Dysregulated mechanisms underlying Duchenne muscular dystrophy from co-expression network preservation analysis.
|Title||Dysregulated mechanisms underlying Duchenne muscular dystrophy from co-expression network preservation analysis.|
|Publication Type||Journal Article|
|Year of Publication||2015|
|Authors||Mukund K, Subramaniam S|
|Journal||BMC Res Notes|
BACKGROUND: Duchenne Muscular Dystrophy (DMD) is an X-linked recessive disorder with its primary insult on the skeletal muscle. Severe muscle wasting, chronic inflammation and fibrosis characterize dystrophic muscle. Here we identify dysregulated pathways in DMD utilizing a co-expression network approach as described in Weighted Gene Co-expression Network Analysis (WGCNA). Specifically, we utilize WGCNA's "preservation" statistics to identify gene modules that exhibit a weak conservation of network topology within healthy and dystrophic networks. Preservation statistics rank modules based on their topological metrics such as node density, connectivity and separability between networks.
METHODS: Raw data for DMD was downloaded from Gene Expression Omnibus (GSE6011) and suitably preprocessed. Co-expression networks for each condition (healthy and dystrophic) were generated using the WGCNA library in R. Preservation of healthy network edges was evaluated with respect to dystrophic muscle and vice versa using WGCNA. Highly exclusive gene pairs for each of the low preserved modules within both networks were also determined using a specificity measure.
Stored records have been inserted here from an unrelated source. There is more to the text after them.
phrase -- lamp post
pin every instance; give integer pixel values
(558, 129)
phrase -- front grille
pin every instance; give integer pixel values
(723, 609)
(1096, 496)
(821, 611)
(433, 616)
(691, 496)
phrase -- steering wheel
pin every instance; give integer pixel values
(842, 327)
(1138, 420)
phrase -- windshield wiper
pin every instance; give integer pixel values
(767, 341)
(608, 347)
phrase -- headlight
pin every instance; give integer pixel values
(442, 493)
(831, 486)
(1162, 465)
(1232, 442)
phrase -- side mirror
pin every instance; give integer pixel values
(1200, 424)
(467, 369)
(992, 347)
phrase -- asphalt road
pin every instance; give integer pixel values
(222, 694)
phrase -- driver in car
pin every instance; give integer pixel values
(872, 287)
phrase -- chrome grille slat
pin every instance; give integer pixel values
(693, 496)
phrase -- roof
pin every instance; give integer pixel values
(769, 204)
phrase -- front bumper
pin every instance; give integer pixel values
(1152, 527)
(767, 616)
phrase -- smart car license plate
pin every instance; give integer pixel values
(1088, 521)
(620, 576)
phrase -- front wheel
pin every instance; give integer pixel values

RESULTS: A total of 11 and 10 co-expressed modules were identified in the networks generated from 13 healthy and 23 dystrophic samples respectively. 5 out of the 11, and 4 out of the 10 modules were identified as exhibiting none-to-weak preservation. Functional enrichment analysis identified that these weakly preserved modules were highly relevant to the condition under study. For instance, weakly preserved dystrophic module D2 exhibited the highest fraction of genes exclusive to DMD. The highly specific gene pairs identified within these modules were enriched for genes activated in response to wounding and affect the extracellular matrix including several markers such as SPP1, MMP9 and ITGB2.
CONCLUSION: The proposed approach allowed us to identify clusters of genes that are non-randomly associated with the disease. Furthermore, highly specific gene pairs pointed to interactions between known markers of disease and identification of putative markers likely associated with disease. The analysis also helped identify putative novel interactions associated with the progression of DMD.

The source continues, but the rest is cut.